Opening another front in its war with Microsoft, search giant Google will begin offering a collection of web-based productivity tools. A page describing the offering could be found at on Sunday.

The tools include e-mail, instant messaging, calendaring, and web-page building applications. While the offerings run on Google’s servers, customers will be able to offer the tools as if they were their own.

The web page states that Google is seeking beta testers for its offering, which is customizable “with your branding, color scheme and content through the administrative control panel, and with no hardware or software to install or maintain.”

The move to offer “Google Apps for Your Domain,” follows Microsoft’s move in February to begin a beta test of “Office Live Essentials,” another hosted web services offering.

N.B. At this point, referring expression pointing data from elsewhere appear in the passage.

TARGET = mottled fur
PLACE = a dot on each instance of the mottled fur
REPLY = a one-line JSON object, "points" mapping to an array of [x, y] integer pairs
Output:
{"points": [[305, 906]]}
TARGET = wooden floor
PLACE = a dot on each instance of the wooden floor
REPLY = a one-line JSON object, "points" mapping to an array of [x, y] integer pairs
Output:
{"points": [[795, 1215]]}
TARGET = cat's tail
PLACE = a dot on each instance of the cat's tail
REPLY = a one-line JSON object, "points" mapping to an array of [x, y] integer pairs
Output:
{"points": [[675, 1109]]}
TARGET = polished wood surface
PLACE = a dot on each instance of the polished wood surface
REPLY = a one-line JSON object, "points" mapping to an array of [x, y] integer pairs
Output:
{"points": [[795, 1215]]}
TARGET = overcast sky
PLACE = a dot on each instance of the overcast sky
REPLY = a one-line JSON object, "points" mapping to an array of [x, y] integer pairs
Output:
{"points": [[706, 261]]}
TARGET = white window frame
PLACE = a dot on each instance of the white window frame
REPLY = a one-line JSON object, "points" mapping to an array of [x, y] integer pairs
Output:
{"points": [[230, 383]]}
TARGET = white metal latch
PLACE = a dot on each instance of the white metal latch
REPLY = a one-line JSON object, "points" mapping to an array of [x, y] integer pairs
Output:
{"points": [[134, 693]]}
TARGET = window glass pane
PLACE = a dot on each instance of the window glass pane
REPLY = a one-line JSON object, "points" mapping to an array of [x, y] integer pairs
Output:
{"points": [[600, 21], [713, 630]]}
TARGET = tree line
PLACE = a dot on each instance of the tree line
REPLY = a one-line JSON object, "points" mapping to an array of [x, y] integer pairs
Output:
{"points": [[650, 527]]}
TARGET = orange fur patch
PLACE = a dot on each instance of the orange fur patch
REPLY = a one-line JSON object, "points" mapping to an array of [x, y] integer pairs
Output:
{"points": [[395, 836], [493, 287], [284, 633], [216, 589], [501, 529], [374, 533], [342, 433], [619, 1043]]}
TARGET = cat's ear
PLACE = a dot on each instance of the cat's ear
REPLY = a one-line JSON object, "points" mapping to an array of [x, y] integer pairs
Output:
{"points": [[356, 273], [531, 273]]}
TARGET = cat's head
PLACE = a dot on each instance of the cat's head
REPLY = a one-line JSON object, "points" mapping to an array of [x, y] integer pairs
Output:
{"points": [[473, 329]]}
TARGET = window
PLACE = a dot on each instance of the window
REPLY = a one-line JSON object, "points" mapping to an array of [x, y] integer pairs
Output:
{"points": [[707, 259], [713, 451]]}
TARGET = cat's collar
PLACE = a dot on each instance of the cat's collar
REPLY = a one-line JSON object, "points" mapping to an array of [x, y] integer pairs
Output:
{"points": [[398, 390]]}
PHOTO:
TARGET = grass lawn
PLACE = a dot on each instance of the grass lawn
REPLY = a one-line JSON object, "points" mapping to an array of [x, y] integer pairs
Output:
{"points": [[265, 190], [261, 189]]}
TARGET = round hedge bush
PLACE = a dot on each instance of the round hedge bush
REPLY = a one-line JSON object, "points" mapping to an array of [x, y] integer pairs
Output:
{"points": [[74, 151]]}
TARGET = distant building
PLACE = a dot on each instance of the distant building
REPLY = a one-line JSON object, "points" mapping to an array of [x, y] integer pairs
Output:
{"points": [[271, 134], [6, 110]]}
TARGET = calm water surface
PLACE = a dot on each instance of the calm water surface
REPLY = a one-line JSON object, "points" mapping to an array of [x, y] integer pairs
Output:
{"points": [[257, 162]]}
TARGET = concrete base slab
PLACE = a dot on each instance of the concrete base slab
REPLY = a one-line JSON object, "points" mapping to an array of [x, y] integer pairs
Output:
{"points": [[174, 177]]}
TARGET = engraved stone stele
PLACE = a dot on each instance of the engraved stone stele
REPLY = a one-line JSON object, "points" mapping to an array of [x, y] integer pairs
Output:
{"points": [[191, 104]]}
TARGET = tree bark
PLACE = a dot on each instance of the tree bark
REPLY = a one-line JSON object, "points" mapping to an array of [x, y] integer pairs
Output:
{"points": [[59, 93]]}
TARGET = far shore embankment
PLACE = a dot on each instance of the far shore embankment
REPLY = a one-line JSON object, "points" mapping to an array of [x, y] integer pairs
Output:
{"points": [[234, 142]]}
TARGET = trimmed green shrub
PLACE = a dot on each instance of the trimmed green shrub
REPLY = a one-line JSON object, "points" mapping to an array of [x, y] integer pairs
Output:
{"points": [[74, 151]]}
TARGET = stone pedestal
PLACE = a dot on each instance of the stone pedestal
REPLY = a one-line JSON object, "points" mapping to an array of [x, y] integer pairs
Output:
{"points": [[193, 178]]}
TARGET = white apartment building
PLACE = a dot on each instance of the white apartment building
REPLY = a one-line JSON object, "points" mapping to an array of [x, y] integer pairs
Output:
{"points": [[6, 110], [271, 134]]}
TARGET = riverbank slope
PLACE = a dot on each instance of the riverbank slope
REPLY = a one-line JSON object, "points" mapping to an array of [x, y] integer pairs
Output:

Google’s move, however, is one step short of a direct challenge to Microsoft’s Office suite of desktop productivity applications. Microsoft has been reluctant to offer web-based versions of those applications, which crank out much of the software giant’s profits.

Google, however, seems to be tiptoeing towards such an offering. It already offers a web-based spreadsheet application. Its acquisition of Writely earlier this year also gives it a web-friendly word processing offering.

A premium offering may be on the way as well. A web page describing the service stated that “[i]f your organization has advanced needs not met by this free service, let us know and we’ll get in touch when a premium service is available for your organization.”

The Mountain View, California, company is also experimenting with desktop software distribution. It’s Google Pack offering combines Google Desktop, Toolbar, Google Earth, Picassa photo organizing software, and other free offerings.

Many have speculated that Google may one day begin distributing open-source desktop productivity software such as Open Office.

Google began offering a server pre-loaded with its search software, dubbed a “search appliance” that customers could plug into their corporate networks two years ago.